Discrimination of leaf diseases in Maize/Soybean intercropping system based on hyperspectral imaging

Front Plant Sci. 2024 Dec 9:15:1434163. doi: 10.3389/fpls.2024.1434163. eCollection 2024.

Abstract

In order to achieve precise discrimination of leaf diseases in the Maize/Soybean intercropping system, i.e. leaf spot disease, rust disease, mixed leaf diseases, this study utilized hyperspectral imaging and deep learning algorithms for the classification of diseased leaves of maize and soybean. In the experiments, hyperspectral imaging equipment was used to collect hyperspectral images of leaves, and the regions of interest were extracted within the spectral range of 400 to 1000 nm. These regions included one or more infected areas on the leaves to obtain hyperspectral data. This approach aimed to enhance the accurate discrimination of different types of diseases, providing more effective technical support for the detection and control of crop diseases. The preprocessing of hyperspectral data involved four methods: Savitzky-Golay (SG), Standard Normal Variate (SNV), Multiplicative Scatter Correction (MSC) and 1st Derivative (1st Der). The 1st Der was found to be the optimal preprocessing method for hyperspectral data of maize and soybean diseases. Competitive Adaptive Reweighted Sampling (CARS), Successive Projections Algorithm (SPA) and Principal Component Analysis (PCA) were employed for feature extraction on the optimal preprocessed data. The Support Vector Machines (SVM), Bidirectional Long Short-Term Memory Network (BiLSTM) and Dung Beetle Optimization-Bidirectional Long Short-Term Memory Network (DBO-BiLSTM) were established for the discrimination of maize and soybean diseases. Comparative analysis indicated that, in the classification of maize and soybean diseases, the DBO-BiLSTM model based on the CARS extraction method (1st Der-CARS-DBO-BiLSTM) demonstrated the highest classification rate, reaching 98.7% on the test set. The research findings suggest that integrating hyperspectral imaging with both traditional and deep learning methods is a viable and effective approach for classifying diseases in the intercropping model of maize and soybean. These results offer a novel method and a theoretical foundation for the non-invasive, precise, and efficient identification of diseases in the intercropping model of maize and soybean, carrying positive implications for agricultural production.

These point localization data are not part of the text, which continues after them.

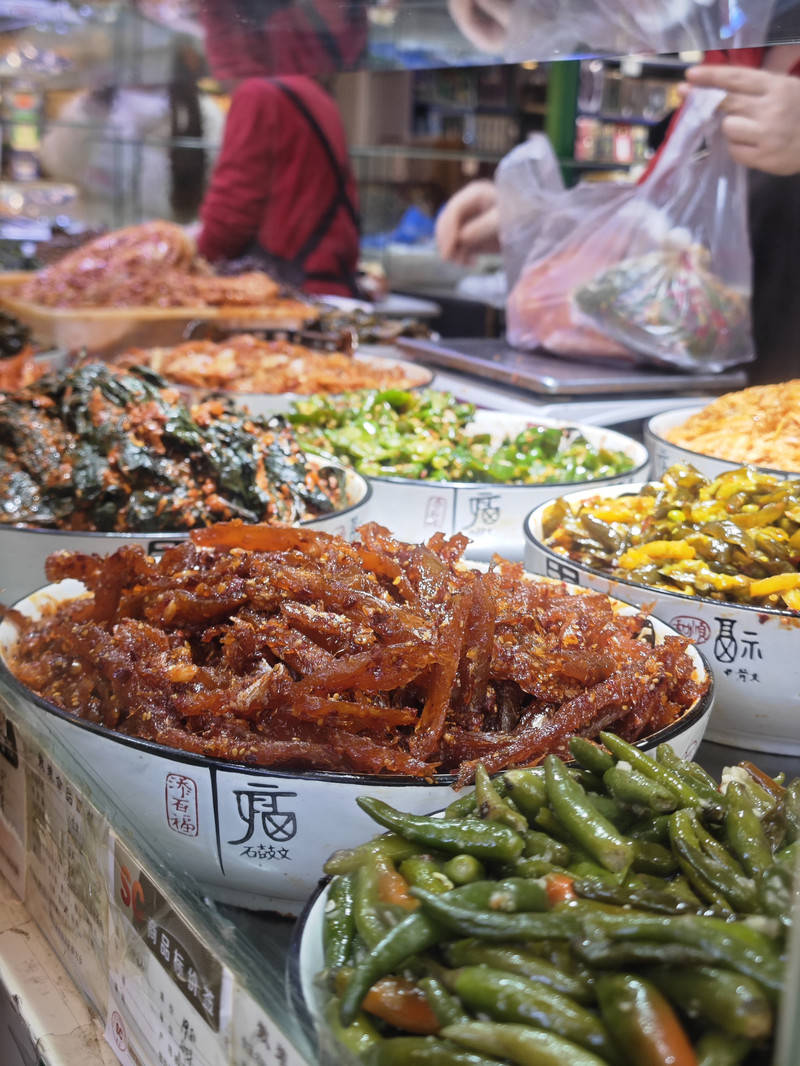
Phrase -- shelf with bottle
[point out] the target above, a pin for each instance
(489, 109)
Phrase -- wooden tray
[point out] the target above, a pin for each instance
(106, 330)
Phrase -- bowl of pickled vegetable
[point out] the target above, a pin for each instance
(437, 465)
(93, 459)
(623, 909)
(237, 693)
(718, 560)
(756, 426)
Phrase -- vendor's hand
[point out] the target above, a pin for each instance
(483, 22)
(762, 115)
(468, 224)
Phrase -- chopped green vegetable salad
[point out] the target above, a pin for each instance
(425, 435)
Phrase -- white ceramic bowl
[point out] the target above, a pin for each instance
(252, 836)
(267, 404)
(753, 651)
(24, 549)
(665, 454)
(490, 514)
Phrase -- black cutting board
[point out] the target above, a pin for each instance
(546, 374)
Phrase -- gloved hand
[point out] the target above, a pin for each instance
(762, 115)
(468, 224)
(483, 22)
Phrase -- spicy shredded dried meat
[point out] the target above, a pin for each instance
(294, 648)
(152, 264)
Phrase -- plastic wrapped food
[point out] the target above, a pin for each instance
(654, 273)
(670, 301)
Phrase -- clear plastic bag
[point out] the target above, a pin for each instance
(657, 273)
(553, 28)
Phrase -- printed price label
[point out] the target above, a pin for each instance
(65, 892)
(169, 997)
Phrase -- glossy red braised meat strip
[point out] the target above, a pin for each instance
(286, 647)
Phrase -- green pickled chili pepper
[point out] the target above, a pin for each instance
(686, 793)
(575, 812)
(534, 868)
(541, 845)
(368, 917)
(485, 840)
(635, 789)
(721, 1049)
(445, 1005)
(527, 789)
(422, 1051)
(464, 869)
(590, 756)
(588, 780)
(521, 1044)
(461, 807)
(360, 1036)
(708, 859)
(492, 807)
(416, 933)
(349, 859)
(651, 857)
(514, 959)
(790, 809)
(691, 771)
(508, 997)
(426, 872)
(732, 943)
(745, 833)
(654, 829)
(495, 925)
(788, 856)
(604, 954)
(637, 895)
(774, 888)
(641, 1021)
(338, 924)
(730, 1001)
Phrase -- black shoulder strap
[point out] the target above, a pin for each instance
(338, 171)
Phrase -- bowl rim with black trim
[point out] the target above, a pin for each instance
(633, 488)
(654, 431)
(530, 421)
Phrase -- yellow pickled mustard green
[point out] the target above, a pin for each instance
(735, 537)
(655, 550)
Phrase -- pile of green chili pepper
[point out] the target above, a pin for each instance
(424, 435)
(622, 910)
(734, 538)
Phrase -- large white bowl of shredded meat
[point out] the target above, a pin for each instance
(239, 693)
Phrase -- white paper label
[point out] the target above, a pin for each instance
(169, 996)
(12, 806)
(66, 893)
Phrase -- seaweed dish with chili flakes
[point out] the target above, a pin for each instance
(293, 648)
(98, 450)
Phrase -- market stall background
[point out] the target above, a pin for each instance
(416, 134)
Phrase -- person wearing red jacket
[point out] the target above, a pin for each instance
(283, 190)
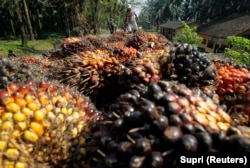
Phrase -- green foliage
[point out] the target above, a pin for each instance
(188, 35)
(34, 48)
(240, 50)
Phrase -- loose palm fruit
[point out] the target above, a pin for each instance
(42, 125)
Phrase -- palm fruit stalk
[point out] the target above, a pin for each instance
(192, 67)
(148, 125)
(41, 123)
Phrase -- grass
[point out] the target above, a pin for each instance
(37, 47)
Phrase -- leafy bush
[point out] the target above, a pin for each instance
(240, 50)
(188, 35)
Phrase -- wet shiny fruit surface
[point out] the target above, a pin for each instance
(36, 118)
(150, 131)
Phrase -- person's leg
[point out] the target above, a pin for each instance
(135, 27)
(129, 27)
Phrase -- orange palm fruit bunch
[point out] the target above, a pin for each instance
(40, 122)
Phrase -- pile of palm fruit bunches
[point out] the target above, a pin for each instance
(122, 101)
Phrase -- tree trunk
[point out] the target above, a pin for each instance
(32, 37)
(20, 22)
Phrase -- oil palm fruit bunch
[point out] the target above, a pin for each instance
(118, 36)
(88, 71)
(41, 123)
(145, 69)
(21, 69)
(192, 67)
(121, 52)
(149, 124)
(232, 82)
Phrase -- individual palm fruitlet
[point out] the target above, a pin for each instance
(41, 123)
(151, 123)
(192, 67)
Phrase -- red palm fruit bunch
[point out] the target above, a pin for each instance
(147, 68)
(121, 52)
(87, 71)
(41, 123)
(118, 36)
(233, 86)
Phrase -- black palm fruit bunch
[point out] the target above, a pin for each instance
(150, 124)
(192, 67)
(41, 124)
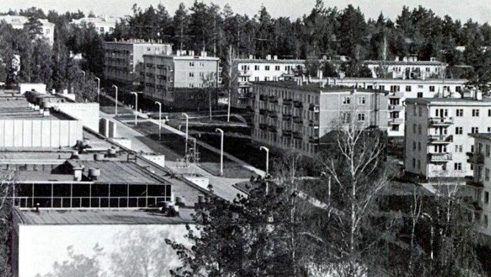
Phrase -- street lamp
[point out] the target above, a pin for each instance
(187, 123)
(267, 159)
(432, 233)
(221, 149)
(136, 106)
(116, 105)
(98, 88)
(160, 117)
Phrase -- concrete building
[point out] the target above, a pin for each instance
(18, 22)
(437, 135)
(102, 25)
(401, 89)
(295, 116)
(407, 68)
(123, 60)
(246, 71)
(181, 80)
(480, 158)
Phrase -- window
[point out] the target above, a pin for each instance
(361, 117)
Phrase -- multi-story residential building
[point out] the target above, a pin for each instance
(18, 22)
(181, 80)
(480, 159)
(295, 115)
(123, 60)
(407, 68)
(401, 89)
(102, 25)
(437, 135)
(250, 70)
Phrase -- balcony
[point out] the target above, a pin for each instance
(475, 158)
(440, 157)
(396, 108)
(314, 108)
(396, 121)
(440, 139)
(287, 102)
(440, 121)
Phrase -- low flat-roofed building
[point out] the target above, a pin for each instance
(295, 116)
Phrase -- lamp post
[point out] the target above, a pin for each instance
(136, 106)
(98, 88)
(160, 117)
(116, 105)
(221, 149)
(432, 233)
(267, 159)
(187, 134)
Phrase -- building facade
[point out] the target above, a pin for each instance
(181, 80)
(437, 135)
(401, 89)
(407, 68)
(295, 116)
(102, 25)
(123, 60)
(18, 22)
(250, 70)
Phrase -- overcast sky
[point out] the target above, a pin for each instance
(478, 10)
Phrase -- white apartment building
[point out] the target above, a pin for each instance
(123, 60)
(480, 158)
(437, 135)
(290, 115)
(18, 22)
(255, 70)
(401, 89)
(179, 80)
(102, 25)
(407, 68)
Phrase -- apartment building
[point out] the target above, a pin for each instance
(181, 80)
(254, 70)
(123, 60)
(401, 89)
(102, 25)
(480, 158)
(293, 115)
(437, 135)
(407, 68)
(18, 22)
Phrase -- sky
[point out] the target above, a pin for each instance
(478, 10)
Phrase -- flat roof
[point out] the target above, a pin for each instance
(284, 61)
(99, 217)
(450, 101)
(18, 108)
(312, 87)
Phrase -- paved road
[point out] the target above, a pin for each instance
(222, 187)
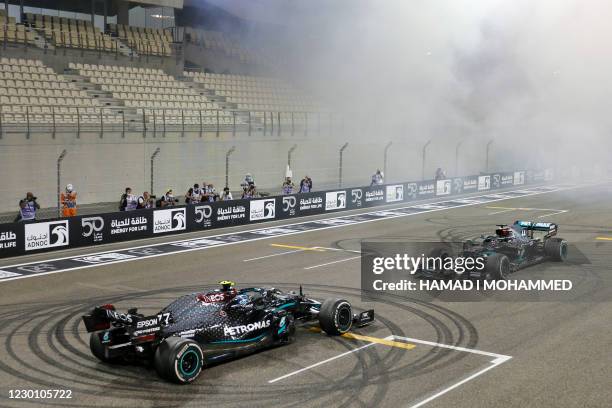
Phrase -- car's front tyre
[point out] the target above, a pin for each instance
(336, 316)
(497, 267)
(179, 360)
(556, 249)
(99, 350)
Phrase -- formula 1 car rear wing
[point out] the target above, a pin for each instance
(139, 327)
(547, 227)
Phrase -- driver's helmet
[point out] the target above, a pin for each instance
(226, 293)
(505, 232)
(241, 299)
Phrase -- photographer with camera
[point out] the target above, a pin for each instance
(194, 194)
(128, 200)
(306, 185)
(168, 199)
(226, 195)
(288, 186)
(27, 208)
(146, 201)
(68, 201)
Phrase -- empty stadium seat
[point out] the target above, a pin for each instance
(31, 92)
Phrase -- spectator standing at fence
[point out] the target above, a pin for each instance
(145, 201)
(250, 192)
(128, 201)
(211, 193)
(68, 201)
(378, 178)
(194, 194)
(226, 195)
(248, 181)
(440, 174)
(27, 208)
(168, 199)
(288, 186)
(306, 185)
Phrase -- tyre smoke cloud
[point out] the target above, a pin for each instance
(532, 76)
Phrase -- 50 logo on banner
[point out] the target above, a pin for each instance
(289, 203)
(46, 235)
(335, 200)
(93, 226)
(203, 214)
(443, 187)
(395, 193)
(169, 220)
(263, 209)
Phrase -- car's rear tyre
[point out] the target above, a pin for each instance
(442, 254)
(179, 360)
(336, 316)
(556, 249)
(497, 267)
(98, 349)
(285, 330)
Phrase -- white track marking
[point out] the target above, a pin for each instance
(558, 188)
(273, 255)
(333, 262)
(456, 385)
(502, 211)
(346, 353)
(339, 249)
(553, 213)
(498, 359)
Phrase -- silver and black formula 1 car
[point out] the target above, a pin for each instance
(513, 247)
(200, 329)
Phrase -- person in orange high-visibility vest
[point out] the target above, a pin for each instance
(68, 201)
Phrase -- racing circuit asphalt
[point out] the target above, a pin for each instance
(560, 350)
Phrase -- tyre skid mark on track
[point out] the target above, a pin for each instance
(198, 244)
(69, 355)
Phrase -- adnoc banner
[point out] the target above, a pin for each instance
(58, 234)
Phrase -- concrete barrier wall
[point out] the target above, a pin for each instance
(100, 168)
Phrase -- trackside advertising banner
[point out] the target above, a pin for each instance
(87, 230)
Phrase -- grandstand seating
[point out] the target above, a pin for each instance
(254, 93)
(73, 33)
(12, 32)
(33, 93)
(155, 93)
(145, 41)
(218, 41)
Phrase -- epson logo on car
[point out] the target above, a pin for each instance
(146, 323)
(237, 330)
(123, 317)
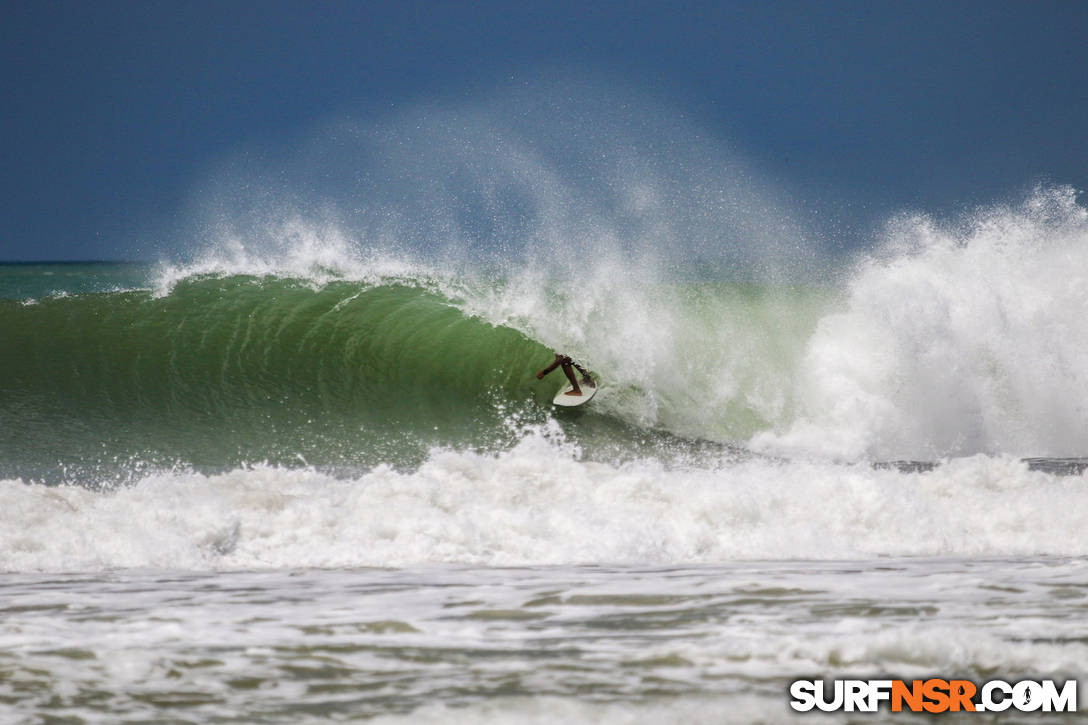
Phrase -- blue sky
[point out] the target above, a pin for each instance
(114, 111)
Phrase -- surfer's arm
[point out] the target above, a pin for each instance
(585, 373)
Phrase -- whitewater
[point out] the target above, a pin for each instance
(307, 474)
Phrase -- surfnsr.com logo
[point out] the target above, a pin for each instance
(934, 696)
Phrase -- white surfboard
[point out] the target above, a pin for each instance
(575, 401)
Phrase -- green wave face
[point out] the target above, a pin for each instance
(240, 369)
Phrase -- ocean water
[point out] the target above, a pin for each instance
(304, 481)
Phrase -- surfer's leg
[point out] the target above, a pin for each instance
(568, 370)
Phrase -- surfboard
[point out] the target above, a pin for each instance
(573, 401)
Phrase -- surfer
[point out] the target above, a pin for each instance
(567, 364)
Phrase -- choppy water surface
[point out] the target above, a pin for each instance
(594, 643)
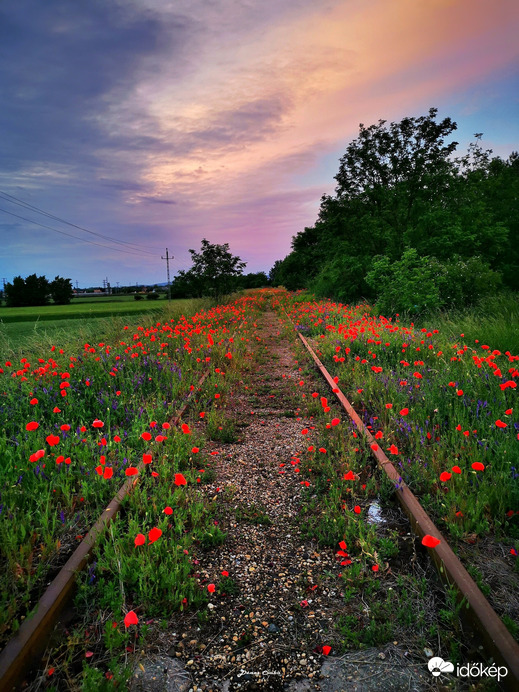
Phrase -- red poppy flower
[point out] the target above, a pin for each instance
(130, 619)
(154, 534)
(430, 541)
(179, 479)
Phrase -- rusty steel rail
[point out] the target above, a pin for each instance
(30, 640)
(496, 639)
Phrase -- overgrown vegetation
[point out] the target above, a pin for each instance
(410, 227)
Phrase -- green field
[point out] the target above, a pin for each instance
(20, 327)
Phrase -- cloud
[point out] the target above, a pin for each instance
(173, 120)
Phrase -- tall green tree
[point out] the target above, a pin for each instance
(399, 188)
(212, 274)
(61, 290)
(34, 290)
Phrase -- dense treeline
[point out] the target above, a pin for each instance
(37, 290)
(410, 225)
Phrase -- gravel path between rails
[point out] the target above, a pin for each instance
(284, 594)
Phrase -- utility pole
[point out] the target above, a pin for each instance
(167, 258)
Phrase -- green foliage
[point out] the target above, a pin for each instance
(212, 274)
(399, 189)
(61, 291)
(404, 286)
(417, 284)
(34, 290)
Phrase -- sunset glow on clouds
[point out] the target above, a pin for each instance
(162, 123)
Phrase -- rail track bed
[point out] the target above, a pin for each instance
(307, 572)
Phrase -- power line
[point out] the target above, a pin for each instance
(82, 240)
(26, 205)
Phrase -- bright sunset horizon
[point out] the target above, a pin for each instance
(157, 123)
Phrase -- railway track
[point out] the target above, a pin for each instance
(30, 640)
(497, 641)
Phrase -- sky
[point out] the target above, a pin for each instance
(156, 123)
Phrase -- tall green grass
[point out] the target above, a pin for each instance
(494, 321)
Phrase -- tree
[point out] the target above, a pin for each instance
(213, 271)
(34, 290)
(61, 291)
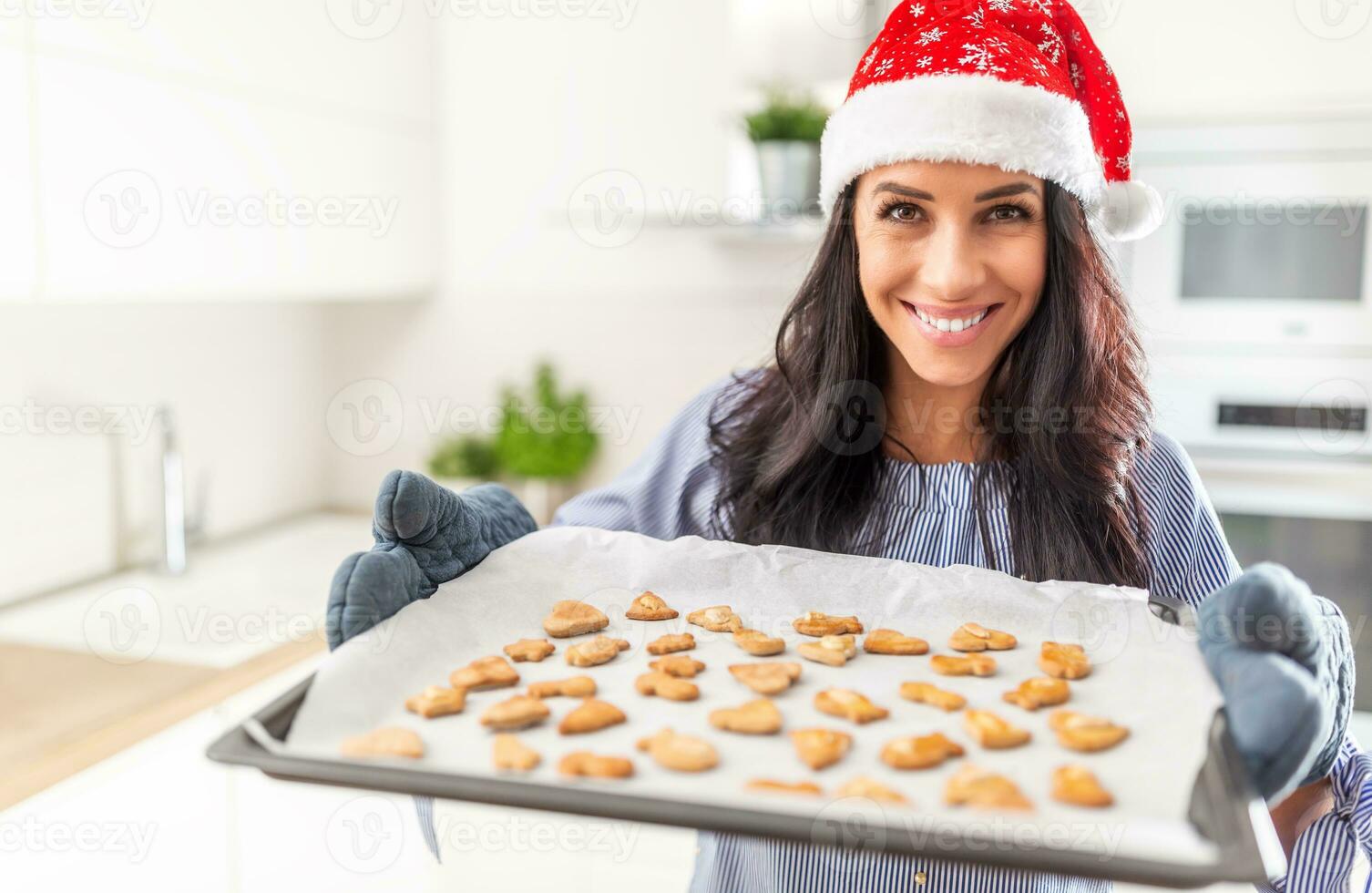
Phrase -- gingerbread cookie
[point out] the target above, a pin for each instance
(973, 637)
(436, 702)
(485, 672)
(1079, 786)
(766, 678)
(519, 713)
(678, 665)
(1079, 732)
(864, 786)
(755, 718)
(716, 619)
(978, 787)
(530, 651)
(783, 787)
(1063, 662)
(510, 754)
(919, 752)
(848, 704)
(925, 693)
(892, 642)
(759, 643)
(681, 754)
(963, 665)
(599, 651)
(818, 748)
(650, 607)
(816, 623)
(590, 715)
(1038, 692)
(833, 651)
(594, 765)
(572, 618)
(574, 687)
(994, 733)
(390, 741)
(666, 686)
(671, 643)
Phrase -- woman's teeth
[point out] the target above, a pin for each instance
(949, 325)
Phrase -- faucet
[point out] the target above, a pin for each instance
(173, 497)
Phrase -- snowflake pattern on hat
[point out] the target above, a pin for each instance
(1035, 43)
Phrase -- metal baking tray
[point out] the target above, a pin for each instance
(1225, 808)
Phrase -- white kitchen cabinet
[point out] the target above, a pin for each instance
(222, 151)
(266, 49)
(159, 190)
(18, 262)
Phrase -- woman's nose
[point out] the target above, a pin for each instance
(951, 269)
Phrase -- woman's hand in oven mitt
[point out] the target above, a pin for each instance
(1285, 664)
(425, 535)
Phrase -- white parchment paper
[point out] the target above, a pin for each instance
(1149, 676)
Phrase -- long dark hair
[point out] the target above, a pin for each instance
(1077, 365)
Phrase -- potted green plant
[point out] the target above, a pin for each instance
(544, 442)
(786, 132)
(463, 461)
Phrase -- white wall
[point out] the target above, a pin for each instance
(530, 111)
(247, 385)
(527, 114)
(1213, 60)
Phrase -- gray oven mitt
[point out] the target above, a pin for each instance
(425, 535)
(1285, 662)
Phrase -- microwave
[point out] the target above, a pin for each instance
(1266, 236)
(1254, 296)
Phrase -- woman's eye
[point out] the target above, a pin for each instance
(903, 213)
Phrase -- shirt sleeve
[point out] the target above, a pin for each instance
(669, 490)
(1190, 559)
(1188, 556)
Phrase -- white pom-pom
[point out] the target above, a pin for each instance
(1131, 210)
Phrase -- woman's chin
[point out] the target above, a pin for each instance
(946, 372)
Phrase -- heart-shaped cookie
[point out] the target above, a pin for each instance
(571, 618)
(766, 678)
(755, 718)
(650, 607)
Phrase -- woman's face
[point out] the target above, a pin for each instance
(952, 260)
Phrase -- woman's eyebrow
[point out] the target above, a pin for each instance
(899, 190)
(1006, 191)
(999, 192)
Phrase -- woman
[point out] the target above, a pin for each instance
(957, 382)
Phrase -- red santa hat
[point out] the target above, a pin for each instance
(1019, 84)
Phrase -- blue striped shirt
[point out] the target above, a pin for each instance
(669, 493)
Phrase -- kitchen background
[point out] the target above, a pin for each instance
(260, 252)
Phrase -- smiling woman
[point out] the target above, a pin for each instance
(972, 315)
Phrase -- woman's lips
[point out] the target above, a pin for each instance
(930, 327)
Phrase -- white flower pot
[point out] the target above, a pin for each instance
(789, 171)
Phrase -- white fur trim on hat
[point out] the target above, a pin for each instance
(968, 118)
(1131, 210)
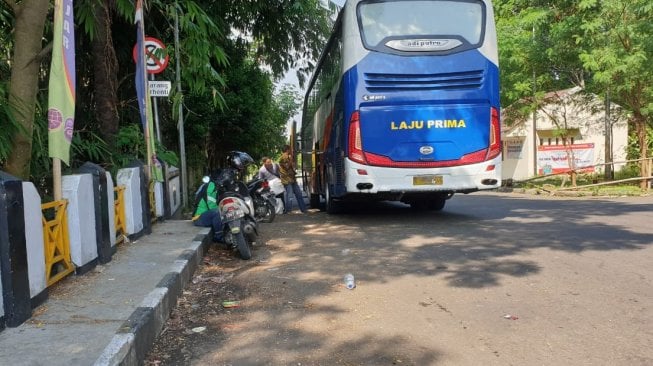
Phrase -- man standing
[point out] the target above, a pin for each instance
(287, 172)
(206, 212)
(269, 170)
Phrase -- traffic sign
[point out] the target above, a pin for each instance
(156, 59)
(159, 88)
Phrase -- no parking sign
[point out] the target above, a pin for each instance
(156, 59)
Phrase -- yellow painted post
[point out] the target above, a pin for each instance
(56, 242)
(119, 213)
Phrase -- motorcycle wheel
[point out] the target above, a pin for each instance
(270, 212)
(242, 246)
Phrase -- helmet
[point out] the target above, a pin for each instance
(239, 160)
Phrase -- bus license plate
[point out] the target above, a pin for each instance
(427, 180)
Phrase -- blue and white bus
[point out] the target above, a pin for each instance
(404, 104)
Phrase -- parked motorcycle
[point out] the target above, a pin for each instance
(235, 205)
(264, 200)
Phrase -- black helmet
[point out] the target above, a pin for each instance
(239, 160)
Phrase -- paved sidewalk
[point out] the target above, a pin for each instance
(110, 315)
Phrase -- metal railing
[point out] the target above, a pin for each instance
(119, 213)
(56, 242)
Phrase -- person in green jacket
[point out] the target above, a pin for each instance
(206, 213)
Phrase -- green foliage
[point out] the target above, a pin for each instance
(129, 145)
(286, 33)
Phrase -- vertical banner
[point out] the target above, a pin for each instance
(143, 95)
(61, 92)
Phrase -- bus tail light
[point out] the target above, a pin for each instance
(355, 143)
(495, 135)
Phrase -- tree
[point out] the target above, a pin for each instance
(286, 34)
(29, 20)
(619, 57)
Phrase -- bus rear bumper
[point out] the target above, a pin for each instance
(365, 179)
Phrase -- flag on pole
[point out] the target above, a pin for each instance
(143, 95)
(61, 91)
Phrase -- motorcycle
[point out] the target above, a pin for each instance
(264, 200)
(236, 207)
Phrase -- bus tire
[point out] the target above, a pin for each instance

Keywords: crop disease detection; hyperspectral feature extraction; intelligent optimization; machine learning; non-invasive identification.

Grants and funding

The author(s) declare that financial support was received for the research, authorship, and/or publication of this article. Key R&D Program of Shandong Province, China under Grant ZR202211070163; Shandong Province Agricultural Major Technology Collaborative Promotion Plan, China under Grant SDNYXTTG-2023-03, Research and Integrated Demonstration of High Yield and Efficiency Enhancement Technology for Huanghuai Maize/Soybeans Intercropping Planting, China under Grant 2022YFD2300903, Shandong Province Agricultural Machinery R&D, Manufacturing, Promotion and Application Integration Pilot Project, China under Grant NJYTHSD-202305.